Запрещено для детей. Пятый номер | страница 22



Они молчали оба… Грустно, грустно
Она смотрѣла. Взоръ ея глубокой
Былъ полонъ думы. Онъ моргалъ бровями
И что-то говорить хотѣлъ, казалось,
Она же покачала головой
И палецъ наложила въ знакъ молчанья
На синія трепещущія губы…
Потомъ пошли домой все также молча,
И было въ ихъ молчаньи больше муки
И страшнаго значенья, чѣмъ въ рыданьяхъ,
Съ которыми бросаемъ горсть земли
На гробъ того, кто былъ намъ дорогъ въ жизни,
Кто насъ любилъ, быть можетъ. У воротъ
Они кухарку встрѣтили. Кухарка
Смутилась. Въ ней, быть можетъ, сжалось сердце.
И долго изумленными глазами
Она на нихъ смотрѣла, но ни слова
Они ей не сказали… Да! ни слова…
И молча продолжали путь… и скрылись…

Но какъ только переступили они порогъ спальни, Ѳедосья Карповна тотчасъ повернула ключъ въ замкѣ, и узнать, что тутъ происходило въ первыя минуты авторы рѣшительно не имѣли ни какой возможности, ибо, къ крайнему ихъ сожалѣнію, и самыя ставни оставались по прежнему закрыты, такъ что нельзя было даже ничего подсмотрѣть. Впрочемъ, можно догадываться, что тутъ происходила драма въ пяти или даже въ шести актахъ, съ эпилогомъ, — въ какой не дай Богъ участвовать женатому читателю! Но достовѣрно извѣстно только, что тщетно увѣрялъ Петръ Ивановичъ Ѳедосыо Карповну въ своей невинности. Какія ни приводилъ онъ доказательства, всѣ они обращались на его же голову. Ѳедосья Карповна упорно стояла на томъ, что ея платье и прочія вещи стащилъ Петръ Иванычъ къ мерзавкѣ своей любовницѣ, а самъ очутился на улицѣ безъ платья потому, что его раздѣли мазурики, когда онъ возвращался отъ мерзавки, своей любовницы, и что наконецъ лохмотья таинственнаго незнакомца самъ же онъ, Петръ Иванычъ, подкинулъ, купивъ на рынкѣ, чтобъ отвлечь отъ себя всякое подозрѣніе, въ случаѣ какой нпбудь неудачи. Какъ ни нелѣпо было такое предположеніе и какъ ни клялся Петръ Иванычъ (а онъ клялся всѣмъ дорогимъ для него въ жизни) — ничто не помогло. Не помогло даже и послѣднее очень сильное доказательство, что парикъ оставался дома, а невѣроятно и ни съ чѣмъ несообразно, чтобъ нуждающійся въ парикѣ человѣкъ позабылъ надѣть его, идучи на свиданье съ любовницей. Ничто не помогло!

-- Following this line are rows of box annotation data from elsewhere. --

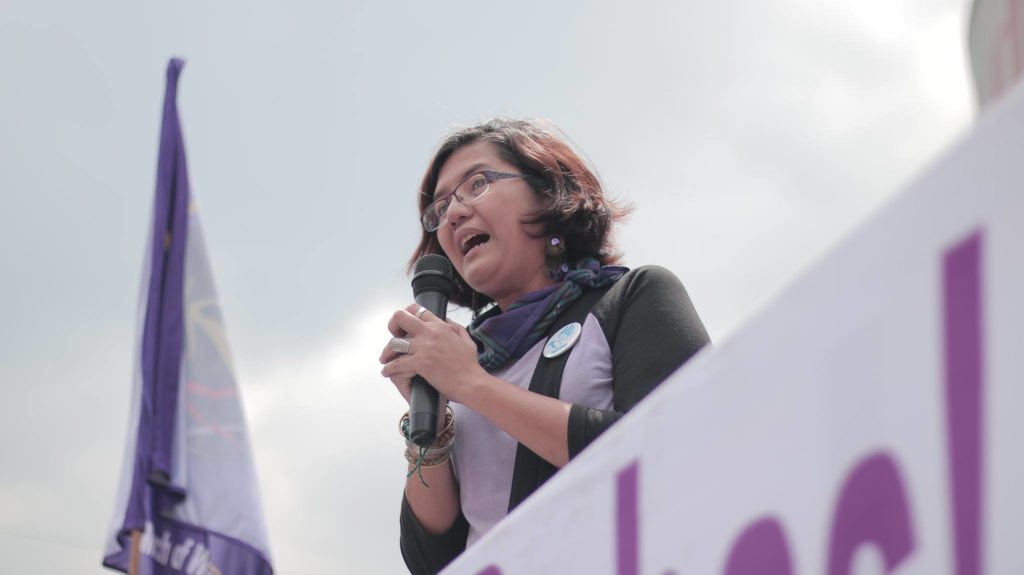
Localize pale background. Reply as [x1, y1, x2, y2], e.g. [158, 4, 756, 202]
[0, 0, 975, 575]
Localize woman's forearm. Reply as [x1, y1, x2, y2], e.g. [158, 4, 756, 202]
[406, 459, 459, 535]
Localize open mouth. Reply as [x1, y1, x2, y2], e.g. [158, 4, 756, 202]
[462, 233, 490, 256]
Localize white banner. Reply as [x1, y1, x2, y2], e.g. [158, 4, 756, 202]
[968, 0, 1024, 108]
[446, 81, 1024, 575]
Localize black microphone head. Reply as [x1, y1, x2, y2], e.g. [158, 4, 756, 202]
[413, 254, 455, 298]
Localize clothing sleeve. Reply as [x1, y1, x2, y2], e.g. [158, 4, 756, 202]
[399, 495, 469, 575]
[568, 266, 711, 457]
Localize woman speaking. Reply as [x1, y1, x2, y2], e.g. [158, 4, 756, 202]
[380, 120, 709, 574]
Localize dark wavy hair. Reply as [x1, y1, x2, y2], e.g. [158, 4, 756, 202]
[409, 118, 631, 313]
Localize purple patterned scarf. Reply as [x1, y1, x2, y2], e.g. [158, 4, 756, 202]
[469, 258, 629, 371]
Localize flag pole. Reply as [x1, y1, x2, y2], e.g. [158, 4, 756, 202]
[128, 529, 142, 575]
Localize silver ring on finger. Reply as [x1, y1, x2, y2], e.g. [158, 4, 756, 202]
[387, 338, 413, 355]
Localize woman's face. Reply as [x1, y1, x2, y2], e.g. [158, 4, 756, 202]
[434, 142, 553, 310]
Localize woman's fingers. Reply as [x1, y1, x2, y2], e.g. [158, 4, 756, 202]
[387, 304, 440, 338]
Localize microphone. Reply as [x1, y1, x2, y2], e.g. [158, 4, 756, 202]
[409, 254, 455, 447]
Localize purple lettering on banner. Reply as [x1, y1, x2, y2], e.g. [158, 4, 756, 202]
[615, 461, 640, 575]
[826, 453, 913, 575]
[723, 517, 793, 575]
[942, 231, 984, 575]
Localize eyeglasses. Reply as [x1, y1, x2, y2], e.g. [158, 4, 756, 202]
[421, 170, 526, 232]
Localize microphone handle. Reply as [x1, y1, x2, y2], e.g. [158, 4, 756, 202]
[409, 292, 447, 447]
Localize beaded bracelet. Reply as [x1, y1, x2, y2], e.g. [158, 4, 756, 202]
[398, 406, 455, 487]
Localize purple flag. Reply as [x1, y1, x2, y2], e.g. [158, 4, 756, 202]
[103, 59, 272, 575]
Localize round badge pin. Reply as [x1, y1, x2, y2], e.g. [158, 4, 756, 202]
[544, 321, 583, 359]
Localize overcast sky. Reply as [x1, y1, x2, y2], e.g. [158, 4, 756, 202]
[0, 0, 975, 575]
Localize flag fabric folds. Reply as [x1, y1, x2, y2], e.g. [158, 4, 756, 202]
[103, 59, 272, 575]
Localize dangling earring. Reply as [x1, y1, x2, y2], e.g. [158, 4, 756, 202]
[544, 233, 569, 281]
[544, 233, 565, 259]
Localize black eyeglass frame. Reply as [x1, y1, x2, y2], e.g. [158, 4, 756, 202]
[420, 170, 529, 233]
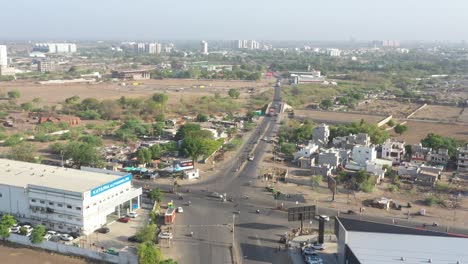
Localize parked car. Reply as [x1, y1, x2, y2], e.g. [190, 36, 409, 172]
[68, 232, 81, 239]
[302, 246, 316, 255]
[46, 230, 60, 236]
[20, 225, 34, 236]
[127, 212, 138, 218]
[60, 234, 73, 241]
[117, 217, 130, 223]
[158, 232, 172, 239]
[310, 242, 325, 250]
[96, 226, 110, 234]
[127, 236, 142, 243]
[9, 225, 21, 233]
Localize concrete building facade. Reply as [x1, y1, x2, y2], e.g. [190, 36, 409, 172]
[0, 159, 142, 234]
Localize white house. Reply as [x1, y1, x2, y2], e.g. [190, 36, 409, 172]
[293, 141, 319, 161]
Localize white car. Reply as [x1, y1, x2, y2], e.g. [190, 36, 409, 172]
[20, 225, 34, 236]
[9, 225, 21, 233]
[127, 212, 138, 218]
[60, 234, 73, 241]
[159, 232, 172, 239]
[46, 230, 60, 236]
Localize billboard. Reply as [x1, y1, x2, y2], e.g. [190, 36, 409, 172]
[172, 160, 194, 172]
[288, 205, 315, 222]
[91, 175, 132, 197]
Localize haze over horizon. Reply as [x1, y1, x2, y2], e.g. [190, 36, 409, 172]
[0, 0, 468, 42]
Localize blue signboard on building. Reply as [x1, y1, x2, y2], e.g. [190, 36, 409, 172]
[91, 174, 132, 197]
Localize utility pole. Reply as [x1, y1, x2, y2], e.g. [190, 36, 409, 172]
[232, 214, 236, 248]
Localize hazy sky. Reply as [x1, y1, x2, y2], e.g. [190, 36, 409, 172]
[0, 0, 468, 41]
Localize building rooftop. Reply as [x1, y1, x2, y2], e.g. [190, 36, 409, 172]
[0, 159, 127, 193]
[347, 232, 468, 264]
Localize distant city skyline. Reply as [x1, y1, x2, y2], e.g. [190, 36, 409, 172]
[0, 0, 468, 42]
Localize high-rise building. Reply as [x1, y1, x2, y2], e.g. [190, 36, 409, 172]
[37, 59, 55, 72]
[156, 43, 162, 54]
[200, 40, 208, 55]
[0, 45, 8, 67]
[33, 43, 76, 53]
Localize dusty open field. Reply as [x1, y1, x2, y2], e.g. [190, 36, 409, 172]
[294, 110, 385, 123]
[410, 105, 463, 122]
[354, 100, 421, 118]
[0, 243, 87, 264]
[294, 110, 468, 144]
[392, 120, 468, 144]
[0, 79, 273, 105]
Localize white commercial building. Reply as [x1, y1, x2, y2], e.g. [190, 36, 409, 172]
[33, 43, 76, 53]
[0, 45, 8, 67]
[0, 159, 142, 234]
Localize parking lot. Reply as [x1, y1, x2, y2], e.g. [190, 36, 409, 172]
[77, 209, 149, 252]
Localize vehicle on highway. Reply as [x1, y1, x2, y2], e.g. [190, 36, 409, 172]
[60, 234, 73, 241]
[210, 192, 224, 199]
[96, 226, 110, 234]
[127, 212, 138, 218]
[117, 217, 130, 223]
[158, 232, 173, 239]
[302, 246, 317, 255]
[127, 236, 142, 243]
[309, 242, 325, 250]
[9, 225, 21, 233]
[68, 232, 81, 239]
[315, 215, 330, 222]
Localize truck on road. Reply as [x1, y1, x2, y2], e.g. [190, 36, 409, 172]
[164, 208, 176, 225]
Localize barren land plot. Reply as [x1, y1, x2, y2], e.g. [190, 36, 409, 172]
[392, 120, 468, 144]
[0, 79, 271, 105]
[294, 110, 385, 124]
[411, 105, 463, 122]
[355, 100, 420, 118]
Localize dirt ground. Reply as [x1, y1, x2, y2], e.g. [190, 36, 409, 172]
[391, 120, 468, 144]
[294, 110, 468, 144]
[353, 100, 421, 118]
[0, 79, 274, 105]
[0, 243, 87, 264]
[294, 110, 385, 123]
[411, 105, 463, 122]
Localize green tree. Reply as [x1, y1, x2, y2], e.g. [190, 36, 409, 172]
[20, 102, 33, 111]
[148, 188, 163, 203]
[176, 123, 201, 139]
[64, 141, 103, 168]
[136, 224, 158, 242]
[137, 242, 162, 264]
[421, 133, 458, 159]
[310, 175, 323, 188]
[151, 93, 169, 105]
[228, 88, 240, 99]
[7, 142, 38, 162]
[136, 148, 152, 164]
[393, 124, 408, 135]
[7, 90, 21, 99]
[65, 95, 80, 104]
[196, 113, 208, 122]
[0, 214, 16, 240]
[320, 99, 333, 109]
[31, 225, 45, 244]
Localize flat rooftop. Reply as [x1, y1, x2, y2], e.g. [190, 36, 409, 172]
[0, 159, 126, 193]
[347, 232, 468, 264]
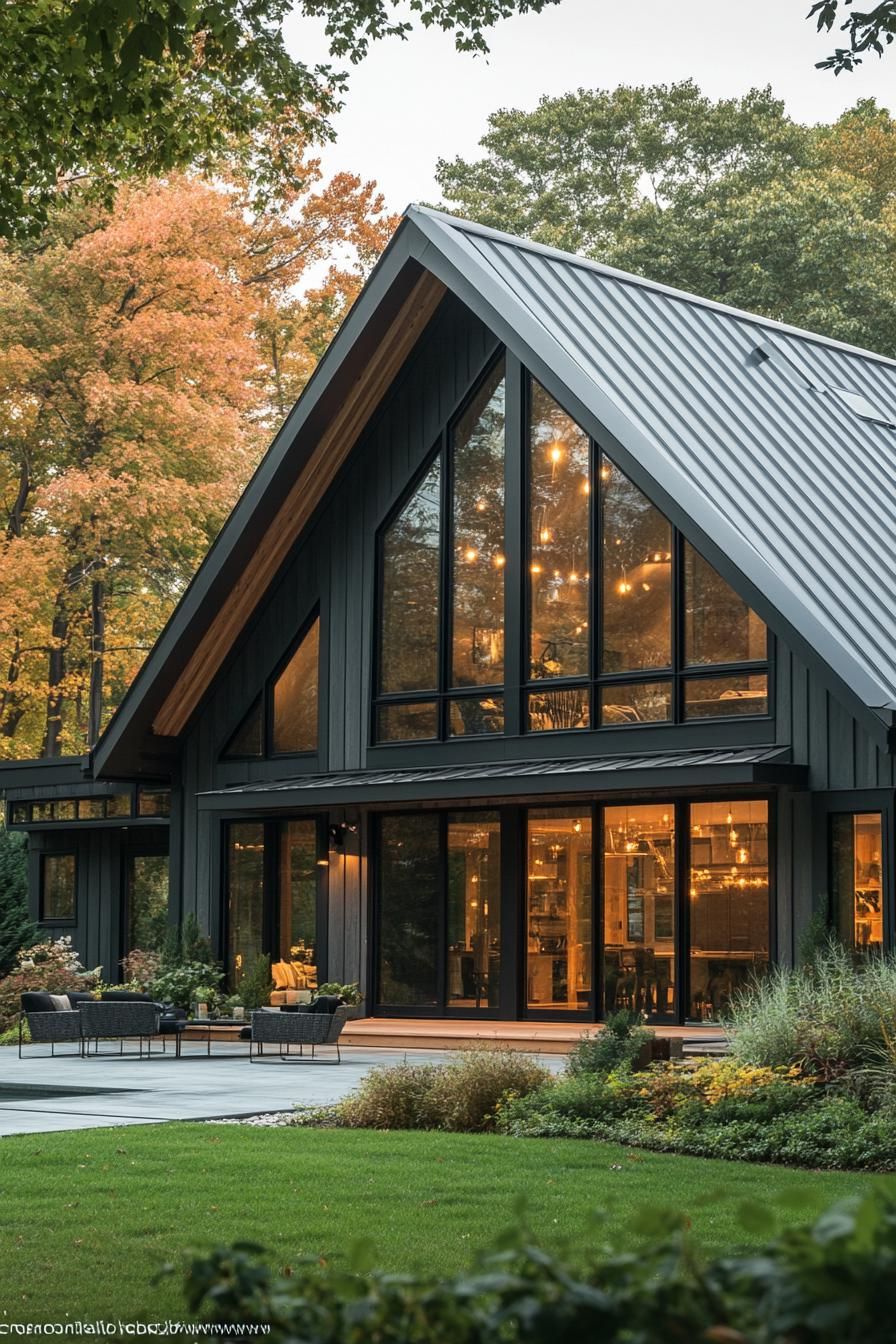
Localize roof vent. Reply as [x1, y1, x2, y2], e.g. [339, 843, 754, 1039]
[827, 387, 896, 429]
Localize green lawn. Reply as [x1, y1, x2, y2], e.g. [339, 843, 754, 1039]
[0, 1125, 896, 1321]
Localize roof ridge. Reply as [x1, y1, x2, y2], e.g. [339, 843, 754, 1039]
[404, 202, 896, 368]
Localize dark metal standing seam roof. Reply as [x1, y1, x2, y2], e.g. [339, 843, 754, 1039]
[411, 207, 896, 731]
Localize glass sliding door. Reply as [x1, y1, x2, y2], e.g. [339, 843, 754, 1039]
[125, 853, 168, 954]
[525, 806, 592, 1012]
[280, 817, 326, 991]
[446, 812, 501, 1009]
[227, 821, 266, 986]
[603, 804, 677, 1017]
[830, 812, 884, 953]
[377, 813, 442, 1008]
[688, 800, 770, 1020]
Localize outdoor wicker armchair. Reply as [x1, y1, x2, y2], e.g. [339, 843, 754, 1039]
[249, 1007, 348, 1064]
[19, 991, 91, 1059]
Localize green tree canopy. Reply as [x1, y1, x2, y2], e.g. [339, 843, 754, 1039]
[0, 0, 559, 237]
[437, 82, 896, 355]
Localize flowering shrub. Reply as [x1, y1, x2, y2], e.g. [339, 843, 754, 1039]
[0, 934, 102, 1031]
[121, 948, 161, 995]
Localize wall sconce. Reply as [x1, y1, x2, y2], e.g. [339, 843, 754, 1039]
[328, 821, 357, 849]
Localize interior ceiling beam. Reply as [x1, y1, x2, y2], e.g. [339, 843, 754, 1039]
[153, 271, 445, 738]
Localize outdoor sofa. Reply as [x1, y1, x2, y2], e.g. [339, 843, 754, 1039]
[19, 989, 187, 1059]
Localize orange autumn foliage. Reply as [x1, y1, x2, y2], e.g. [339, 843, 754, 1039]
[0, 152, 395, 758]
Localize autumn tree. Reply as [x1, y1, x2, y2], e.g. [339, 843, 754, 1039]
[0, 159, 394, 757]
[437, 81, 896, 353]
[0, 0, 559, 238]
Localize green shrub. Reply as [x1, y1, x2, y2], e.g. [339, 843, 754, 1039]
[177, 1195, 896, 1344]
[567, 1011, 653, 1077]
[728, 941, 896, 1081]
[238, 953, 274, 1012]
[336, 1050, 551, 1133]
[429, 1050, 552, 1133]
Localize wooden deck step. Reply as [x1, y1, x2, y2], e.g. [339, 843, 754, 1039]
[343, 1017, 725, 1055]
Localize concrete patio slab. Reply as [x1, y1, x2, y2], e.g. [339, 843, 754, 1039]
[0, 1043, 562, 1137]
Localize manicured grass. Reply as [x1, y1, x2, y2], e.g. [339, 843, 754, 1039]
[0, 1125, 896, 1321]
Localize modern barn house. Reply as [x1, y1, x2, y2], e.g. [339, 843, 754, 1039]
[0, 207, 896, 1023]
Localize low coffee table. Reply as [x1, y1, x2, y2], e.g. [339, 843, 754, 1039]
[185, 1017, 251, 1058]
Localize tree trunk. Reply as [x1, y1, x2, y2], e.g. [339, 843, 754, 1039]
[0, 634, 26, 738]
[87, 579, 106, 749]
[42, 606, 69, 757]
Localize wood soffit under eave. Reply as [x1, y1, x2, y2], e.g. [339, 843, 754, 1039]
[153, 271, 456, 738]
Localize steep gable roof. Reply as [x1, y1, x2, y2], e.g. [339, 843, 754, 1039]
[95, 197, 896, 769]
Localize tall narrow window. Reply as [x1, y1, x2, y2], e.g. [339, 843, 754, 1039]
[603, 802, 676, 1017]
[600, 457, 672, 672]
[380, 458, 442, 698]
[689, 801, 768, 1020]
[527, 808, 592, 1012]
[830, 812, 884, 952]
[377, 813, 442, 1007]
[446, 812, 501, 1008]
[227, 821, 265, 985]
[279, 818, 326, 989]
[451, 362, 505, 688]
[125, 853, 168, 952]
[273, 617, 321, 754]
[529, 379, 591, 682]
[684, 542, 768, 667]
[39, 853, 78, 923]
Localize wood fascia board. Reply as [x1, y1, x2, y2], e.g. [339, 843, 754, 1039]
[153, 271, 446, 738]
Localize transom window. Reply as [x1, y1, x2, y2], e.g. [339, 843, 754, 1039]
[222, 616, 321, 761]
[375, 360, 768, 742]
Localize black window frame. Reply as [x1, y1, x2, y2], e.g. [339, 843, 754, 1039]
[38, 848, 79, 929]
[218, 599, 325, 765]
[369, 347, 513, 746]
[368, 348, 775, 750]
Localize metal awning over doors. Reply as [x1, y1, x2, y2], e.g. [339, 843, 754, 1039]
[199, 746, 806, 813]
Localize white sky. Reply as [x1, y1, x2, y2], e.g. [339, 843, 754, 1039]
[286, 0, 896, 210]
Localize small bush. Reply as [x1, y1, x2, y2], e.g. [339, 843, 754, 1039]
[339, 1064, 439, 1129]
[430, 1050, 551, 1133]
[337, 1050, 551, 1133]
[567, 1011, 653, 1077]
[184, 1195, 896, 1344]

Таково уже было расположеніе мыслей Ѳедосьи Карповны. Ревность рвала ея душу на части. Къ тому же и кухарка, обрадовавшись случаю, рѣшительно утверждала, что ни на минуту не выходила и никто къ нимъ не входилъ, и что хоть и слышались ей въ просонкахъ изъ спальни какіе-то шаги, но разсудивъ, что оттуда некому выходить, кромѣ барина или барыни, она не сочла нужнымъ встать и по смотрѣть… Хоть герой нашъ знался совсѣмъ не Макаромъ, но мы не можемъ здѣсь нсезамѣтить, что на бѣднаго Макара и шишки валятся!